Seedling-YOLO: High-Efficiency Target Detection Algorithm for Field Broccoli Seedling Transplanting Quality Based on YOLOv7-Tiny

Agronomy 2024, 14(5), 931; https://doi.org/10.3390/agronomy14050931
by Tengfei Zhang 1,2, Jinhao Zhou 1,2, Wei Liu 1,2, Rencai Yue 1,2, Mengjiao Yao 1,2, Jiawei Shi 1,2 and Jianping Hu 1,2,*
Reviewer 1: Anonymous
Reviewer 2: Anonymous
Reviewer 3: Anonymous
Agronomy 2024, 14(5), 931; https://doi.org/10.3390/agronomy14050931
Submission received: 30 March 2024 / Revised: 18 April 2024 / Accepted: 26 April 2024 / Published: 28 April 2024

Round 1

Reviewer 1 Report

Comments and Suggestions for Authors

Dear

Editor I attach my review report, suggestions and recommendations go in the attached document as comments.

Regards

Comments for author File: Comments.pdf

Author Response

Please see the attachment

Author Response File: Author Response.pdf

Reviewer 2 Report

Comments and Suggestions for Authors

Robotization of machine work in agriculture is in line with the implementation of the concept of Agriculture 5.0. Thus, the topics discussed are very current and important for practice. The authors used to control the planting of seedlings of broccoli (it is appropriate to add the Latin name) one of the best-known algorithms for YOLO object identification in the latest version 7.
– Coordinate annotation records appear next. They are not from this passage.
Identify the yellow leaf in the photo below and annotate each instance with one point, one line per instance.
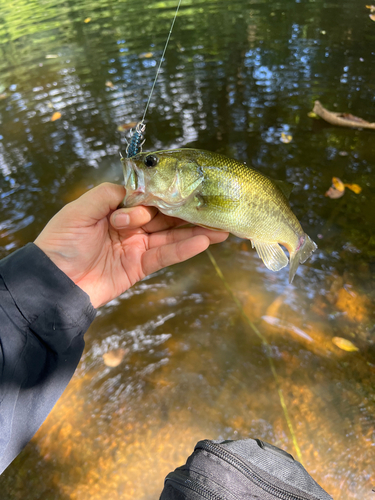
(126, 126)
(114, 358)
(338, 184)
(334, 193)
(354, 187)
(344, 344)
(146, 55)
(56, 116)
(285, 138)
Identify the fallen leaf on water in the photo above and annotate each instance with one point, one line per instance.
(114, 358)
(146, 55)
(354, 187)
(338, 188)
(334, 193)
(126, 126)
(341, 119)
(285, 138)
(56, 116)
(338, 184)
(344, 344)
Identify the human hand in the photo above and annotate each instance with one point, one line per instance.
(105, 251)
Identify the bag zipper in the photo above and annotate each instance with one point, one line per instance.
(225, 455)
(193, 485)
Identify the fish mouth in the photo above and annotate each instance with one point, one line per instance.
(134, 182)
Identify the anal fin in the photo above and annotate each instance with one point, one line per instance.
(271, 254)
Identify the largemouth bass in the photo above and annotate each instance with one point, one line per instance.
(211, 190)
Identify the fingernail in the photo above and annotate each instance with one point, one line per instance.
(122, 220)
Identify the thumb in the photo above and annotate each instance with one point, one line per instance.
(131, 218)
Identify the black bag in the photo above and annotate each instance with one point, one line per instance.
(239, 470)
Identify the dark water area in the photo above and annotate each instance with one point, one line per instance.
(237, 75)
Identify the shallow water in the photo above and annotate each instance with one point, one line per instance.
(236, 76)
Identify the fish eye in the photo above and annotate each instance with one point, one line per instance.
(151, 161)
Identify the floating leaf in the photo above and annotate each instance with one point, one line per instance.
(114, 358)
(344, 344)
(342, 119)
(56, 116)
(126, 126)
(285, 138)
(338, 184)
(354, 187)
(334, 193)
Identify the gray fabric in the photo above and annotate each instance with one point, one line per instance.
(278, 466)
(43, 316)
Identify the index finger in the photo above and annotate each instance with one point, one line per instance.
(97, 203)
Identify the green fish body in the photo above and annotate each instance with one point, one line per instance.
(211, 190)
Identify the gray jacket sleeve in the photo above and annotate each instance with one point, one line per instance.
(43, 317)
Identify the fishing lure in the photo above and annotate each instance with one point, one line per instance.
(137, 138)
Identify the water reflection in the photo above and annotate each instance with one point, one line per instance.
(237, 75)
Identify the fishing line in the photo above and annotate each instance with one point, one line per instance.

This tool used for computerized object detection is well-known and successfully used. It is used in robotics, equipment monitoring, self-driving cars and many other areas (many works are included in the MDPI Publishing House). It allows us to find and recognize certain things in a photo or video with high speed and accuracy.


Can this method also be applied to other field work in broccoli cultivation?

On what basis was such a low number of 29.7 frames per second (FPS), which older versions of Yolo already meet? YOLOv5, for example, can process images at up to 1,000 frames per second on a single GPU.

What happens when there are identified planting deficiencies? If Nothing, then why does anyone need to know?



Comments on the Quality of English Language

no concrete

Author Response

Please see the attachment.

Author Response File: Author Response.pdf

Reviewer 3 Report

Comments and Suggestions for Authors

Comment

1. Adapt the abstract and introduction.

2. summarize the findings more explicitly and broader the applicability of the methods.

3. In a few places, full stops are missing. For eg. the first para in the introduction.

4.  Bit expand the literature including the work on drone for precision agriculture [1]

[1] https://doi.org/10.3390/rs15092450 

5. better to provide some analysis to show parameter vs performance among the models M1-M8

6. Shed some light on attention-based lightweight models in precision agriculture [1] 

[1] https://doi.org/10.1371/journal.pone.0264586

7.  Since this work is aiming for a lightweight model for edge devices, the author may consider YOLO Nano [1] to experiment.

[1] https://doi.org/10.48550/arXiv.1910.01271 

8. Most importantly to replicate the research and use it for other researchers, authors may make available the source code of their models on GitHub or similar.

Comments on the Quality of English Language

In a few places, full stops are missing. For eg. the first para in the introduction.

Author Response

Please see the attachment.

Author Response File: Author Response.pdf

Round 2

Reviewer 1 Report

Comments and Suggestions for Authors

Dear

Editor The New version of mansucript its ok

Regards

Reviewer 3 Report

Comments and Suggestions for Authors

The author addressed all of the comments. Thank you for putting in the effort to get the paper better.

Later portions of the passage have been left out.